Recent revelations highlight a serious, unpatched security flaw in Fortinet’s web application firewall (WAF) that could enable a remote authenticated attacker to execute harmful commands on the system. According to cybersecurity firm Rapid7, an OS command injection vulnerability in FortiWeb’s management interface (versions 6.3.11 and earlier) allows this exploitation through the SAML server configuration page. This issue is linked to CVE-2021-22123, which was noted in advisory FG-IR-20-120. Rapid7 identified and reported the vulnerability in June 2021, and Fortinet plans to release a fix in late August with FortiWeb version 6.4.1. While this command injection flaw has not yet been assigned a CVE identifier, it carries a severity rating of 8.7 on the CVSS scoring system. Exploiting this vulnerability could enable authenticated users to execute arbitrary commands.

Severe ThroughTek SDK Vulnerability Exposes Millions of IoT Devices to Spy Threats

A serious security flaw has been identified in multiple versions of the ThroughTek Kalay P2P Software Development Kit (SDK), potentially allowing remote attackers to gain control of vulnerable devices and execute harmful code. Labeled as CVE-2021-28372 (with a CVSS score of 9.6) and uncovered by FireEye Mandiant in late 2020, this issue involves improper access controls in ThroughTek’s point-to-point (P2P) products.
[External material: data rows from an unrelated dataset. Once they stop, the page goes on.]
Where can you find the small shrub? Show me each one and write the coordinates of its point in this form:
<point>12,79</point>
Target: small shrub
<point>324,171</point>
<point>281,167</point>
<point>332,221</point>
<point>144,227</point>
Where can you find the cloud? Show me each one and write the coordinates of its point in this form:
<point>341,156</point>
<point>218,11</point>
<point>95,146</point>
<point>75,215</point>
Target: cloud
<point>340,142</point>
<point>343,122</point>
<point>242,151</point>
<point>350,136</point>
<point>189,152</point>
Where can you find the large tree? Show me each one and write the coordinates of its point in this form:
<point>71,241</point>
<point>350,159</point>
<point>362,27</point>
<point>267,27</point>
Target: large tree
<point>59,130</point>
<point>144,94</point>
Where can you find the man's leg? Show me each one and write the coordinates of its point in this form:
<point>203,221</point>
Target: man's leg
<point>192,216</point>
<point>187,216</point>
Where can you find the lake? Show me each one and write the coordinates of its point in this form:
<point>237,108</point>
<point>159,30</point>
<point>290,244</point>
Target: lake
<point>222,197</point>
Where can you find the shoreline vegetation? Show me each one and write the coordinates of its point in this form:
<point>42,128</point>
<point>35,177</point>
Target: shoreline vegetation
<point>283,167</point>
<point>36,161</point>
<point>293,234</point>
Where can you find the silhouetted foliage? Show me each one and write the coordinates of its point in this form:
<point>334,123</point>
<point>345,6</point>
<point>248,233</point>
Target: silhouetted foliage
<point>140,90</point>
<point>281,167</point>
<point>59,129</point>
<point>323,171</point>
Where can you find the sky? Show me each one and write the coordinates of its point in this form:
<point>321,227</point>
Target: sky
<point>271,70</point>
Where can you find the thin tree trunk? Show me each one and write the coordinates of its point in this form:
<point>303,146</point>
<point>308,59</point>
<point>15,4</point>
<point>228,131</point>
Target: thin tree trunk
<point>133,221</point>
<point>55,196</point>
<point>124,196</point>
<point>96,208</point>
If exploited, attackers could listen in on live audio, view real-time video streams, and compromise device credentials, leading to further attacks stemming from exposed functionalities. According to the U.S. Cybersecurity and Infrastructure Security Agency (CISA), “successful exploitation of this vulnerability could enable remote code execution and unauthorized access to sensitive information, including audio/video feeds from cameras.” There are estimated to be 83 million active devices vulnerable to this flaw.

Kaseya Releases Security Patches for Two New 0-Day Vulnerabilities in Unitrends Servers

Kaseya, a U.S. technology company, has issued security patches to address two zero-day vulnerabilities in its Unitrends enterprise backup and continuity solution, which could lead to privilege escalation and authenticated remote code execution. These flaws are part of a trio reported by researchers at the Dutch Institute for Vulnerability Disclosure (DIVD) on July 3, 2021. The vulnerabilities have been resolved in server software version 10.5.5-2, released on August 12. However, an undisclosed client-side vulnerability in Kaseya Unitrends remains unpatched. To mitigate associated risks, the company has provided firewall rules for traffic filtering and recommends not exposing servers to the internet.

New Microsoft Exchange ‘ProxyToken’ Vulnerability Allows Attackers to Alter Mailbox Configurations

Details have surfaced regarding a recently patched security flaw in Microsoft Exchange Server that could be exploited by unauthenticated attackers to change server settings, potentially exposing Personally Identifiable Information (PII). The vulnerability, identified as CVE-2021-33766 (CVSS score: 7.3) and referred to as “ProxyToken,” was found by Le Xuan Tuyen, a researcher at the Information Security Center of Vietnam Posts and Telecommunications Group (VNPT-ISC), and reported through the Zero-Day Initiative (ZDI) program in March 2021. According to the ZDI, “With this vulnerability, an unauthenticated attacker can perform configuration actions on mailboxes belonging to arbitrary users.” For instance, the attacker could redirect all emails sent to a targeted account to a mailbox they control. Microsoft addressed this issue in its Patch Tuesday updates for July 2021.